Imagine yourself standing on the platform of the world’s largest roller coaster. Stop and really imagine the sensation. It’s a beautiful sunny day as you stare out to the mountains in the distance. To one side of you are lakes and forests and to the other is a bustling city. From below you hear the soft murmur of voices and happy noises. The sun is shining, birds are singing and the breeze is gentle. You are nervous, excited, and a little afraid as you anticipate the ride, but you are certain it will be a good one; all the others have been.
As you step into the front cart with the world at your feet, someone wraps a blindfold around your head. You have no idea what’s going on or why this is happening, but before you can say anything, the cart jerks into motion and you are now holding on to the sides of the cart as it turns, twists, and circles the loops. You can’t anticipate any of what’s coming, and you know you’re in a turn or a twist only once the cart has jerked into it. The wind whistles past your ears and your heart races while you clutch to anything that seems solid, but nothing is because it’s all speeding over the tracks without an apparent end. After what seems like hours, the cart rolls to a stop at the top platform again. You rip the blindfold off and try to scramble to your feet, but something pushes you down and another blindfold is put on you. The ride resumes. Once again you can’t find your balance; you hold on with all your might and you try to remember the twists and turns from the previous run, but they’re different now. Somehow, during your brief stop, the track was redesigned. There are two loops instead of one; the climbs are longer, and the falls are faster. Your heart is racing; your mind can’t understand what is happening, and you scream.
Again, you come to a stop, but this time there are others on the platform. Some you recognize; others are strangers. The ones you know tell you things will get better; you just need to hold on to hope. They tell you the ride is only about 10 minutes long and you’ll feel better soon, but not one of them gets into the cart with you. As you try to explain your confusion, your fear, that you want the ride to stop, your voice is drowned out. Once again a blindfold is placed over your eyes and the ride begins again, and again the coaster’s formation and design are different. Round and round you go. Each time you stop there are fewer familiar faces there, but the strangers mill about. Some of them get in the cart with you, but can ride only once as they have their own roller coasters to ride. After hours, days, weeks (you can’t tell anymore) you come to another stop and pull off the blindfold once again. This time you have the chance to look around; everything is different, everything.

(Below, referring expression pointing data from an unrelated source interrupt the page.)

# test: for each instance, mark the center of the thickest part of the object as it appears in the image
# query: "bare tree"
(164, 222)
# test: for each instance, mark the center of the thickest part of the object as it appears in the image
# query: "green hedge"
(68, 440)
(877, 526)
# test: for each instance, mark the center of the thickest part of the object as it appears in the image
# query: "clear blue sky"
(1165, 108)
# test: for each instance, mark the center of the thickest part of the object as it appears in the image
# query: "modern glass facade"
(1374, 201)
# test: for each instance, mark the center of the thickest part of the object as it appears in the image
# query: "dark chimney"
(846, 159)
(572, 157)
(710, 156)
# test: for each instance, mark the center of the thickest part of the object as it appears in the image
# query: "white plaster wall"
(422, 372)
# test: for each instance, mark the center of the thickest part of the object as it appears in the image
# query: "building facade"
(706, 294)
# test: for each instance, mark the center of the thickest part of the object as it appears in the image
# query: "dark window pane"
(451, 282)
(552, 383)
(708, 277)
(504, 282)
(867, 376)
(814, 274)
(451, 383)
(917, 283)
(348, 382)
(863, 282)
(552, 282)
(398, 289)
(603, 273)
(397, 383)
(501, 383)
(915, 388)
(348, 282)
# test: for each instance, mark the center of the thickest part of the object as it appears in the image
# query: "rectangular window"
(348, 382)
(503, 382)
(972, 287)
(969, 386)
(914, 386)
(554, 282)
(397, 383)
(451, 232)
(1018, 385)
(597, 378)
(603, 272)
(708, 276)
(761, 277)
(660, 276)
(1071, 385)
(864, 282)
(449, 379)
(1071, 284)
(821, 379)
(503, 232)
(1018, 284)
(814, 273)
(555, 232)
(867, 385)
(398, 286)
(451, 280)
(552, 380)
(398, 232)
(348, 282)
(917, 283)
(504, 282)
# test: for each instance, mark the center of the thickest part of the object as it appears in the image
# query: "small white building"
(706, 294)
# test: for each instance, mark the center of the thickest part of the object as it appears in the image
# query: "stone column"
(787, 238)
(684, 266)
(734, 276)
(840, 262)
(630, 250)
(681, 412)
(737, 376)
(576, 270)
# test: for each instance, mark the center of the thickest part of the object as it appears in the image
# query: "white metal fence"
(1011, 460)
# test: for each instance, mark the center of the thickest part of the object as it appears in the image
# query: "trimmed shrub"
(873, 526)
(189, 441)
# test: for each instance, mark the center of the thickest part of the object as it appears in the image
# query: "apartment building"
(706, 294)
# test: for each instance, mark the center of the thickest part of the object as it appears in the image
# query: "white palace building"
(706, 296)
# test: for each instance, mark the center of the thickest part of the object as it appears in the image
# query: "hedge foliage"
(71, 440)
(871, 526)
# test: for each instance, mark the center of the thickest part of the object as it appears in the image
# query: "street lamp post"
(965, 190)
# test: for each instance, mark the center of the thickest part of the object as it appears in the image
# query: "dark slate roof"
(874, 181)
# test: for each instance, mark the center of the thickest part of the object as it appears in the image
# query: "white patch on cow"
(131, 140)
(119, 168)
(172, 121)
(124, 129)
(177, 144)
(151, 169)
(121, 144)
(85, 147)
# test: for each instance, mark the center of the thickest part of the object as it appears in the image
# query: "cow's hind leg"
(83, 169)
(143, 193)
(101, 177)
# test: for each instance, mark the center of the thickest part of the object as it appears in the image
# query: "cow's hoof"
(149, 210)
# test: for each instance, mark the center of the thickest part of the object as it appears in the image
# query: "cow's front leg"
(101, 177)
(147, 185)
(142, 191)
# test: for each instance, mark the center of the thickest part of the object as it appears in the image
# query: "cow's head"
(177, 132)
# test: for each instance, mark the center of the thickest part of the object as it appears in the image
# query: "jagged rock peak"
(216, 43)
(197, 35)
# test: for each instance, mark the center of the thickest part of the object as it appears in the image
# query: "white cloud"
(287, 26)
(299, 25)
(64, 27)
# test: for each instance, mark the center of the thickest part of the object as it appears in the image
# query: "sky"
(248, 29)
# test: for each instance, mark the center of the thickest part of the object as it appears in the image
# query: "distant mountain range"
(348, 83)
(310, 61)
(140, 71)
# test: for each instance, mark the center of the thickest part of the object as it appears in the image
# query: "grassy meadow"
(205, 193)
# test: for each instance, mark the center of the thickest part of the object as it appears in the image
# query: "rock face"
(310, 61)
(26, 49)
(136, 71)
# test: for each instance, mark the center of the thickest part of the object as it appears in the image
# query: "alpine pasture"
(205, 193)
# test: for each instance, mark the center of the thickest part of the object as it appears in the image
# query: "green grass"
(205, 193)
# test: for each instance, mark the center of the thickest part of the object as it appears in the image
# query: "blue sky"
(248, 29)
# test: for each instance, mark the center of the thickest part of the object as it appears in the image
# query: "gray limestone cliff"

The mountains are no longer visible because of the grey clouds covering them. The forests are no longer green, and the lakes have a fine layer of silver white on them. The noise from below are no longer happy, and the city is mostly dark as the world is asleep. You wonder how long you’ve been on this ride, but your brain can’t make sense of what’s happened, how long it’s taken, or why you are not allowed off this ride. Just as you begin to catch your breath, another blindfold comes, and another ride begins.
You beg to get off. You promise you will do anything just to get off this ride. You are certain there has been a mistake; you aren’t supposed to be on this ride, not like this. You wonder if you’re being punished. But for what? You can’t recall ever doing anything that would warrant this kind of torture. You run through memories hoping to find an answer, but there isn’t one. Again, you pull to a stop at the platform. Now there are happy noises coming from the city, but you can’t make sense of them. What are they about? It’s been so long since you’ve been part of any of that; it’s unrecognizable now.
You continue to ride the coaster – ten minute rides with rests of 1 to 3 minutes in between. There is no getting out of the cart; you’re not allowed. Besides, where would you go anyway? The people you knew have moved on. They have their lives to live, and they don’t want to hear about the ride you don’t seem to want to get off. They don’t believe you when you say you’ve tried each time to get off, but you can’t, and you don’t understand why this is all happening. Seasons have changed, people have changed, you’ve changed. You’re tired of fighting; you’re exhausted, mind and body, from trying to figure out the pattern of the ever changing coaster. You’re just plain worn out.
Imagine, if you can, that this is what you do every day, every single day, without understanding or reason. You’re trapped, but not of your choice. The blindfolds are endless and the rides continue. Eventually, you learn to stop screaming. You let your body go limp and your mind go blank so you can endure the changing turns, loops, and drops, but the confusion, the fear, the anger remain.
* * * * * * *
This is the best analogy of grief I can give. It’s not a journey because that implies a destination, an end. I will never stop missing Melinda or wanting her back. This is not a path because that implies a peace that doesn’t exist right now. This is not a club because that implies willful engagement with others. No one I’ve met wants to be a part of this. Is this Hell? That I can believe because I can’t imagine a greater pain.
They said year two is harder. They’re right, but only for the grieving. The others have had time to move on. The grievers have had time to absorb the pain more deeply.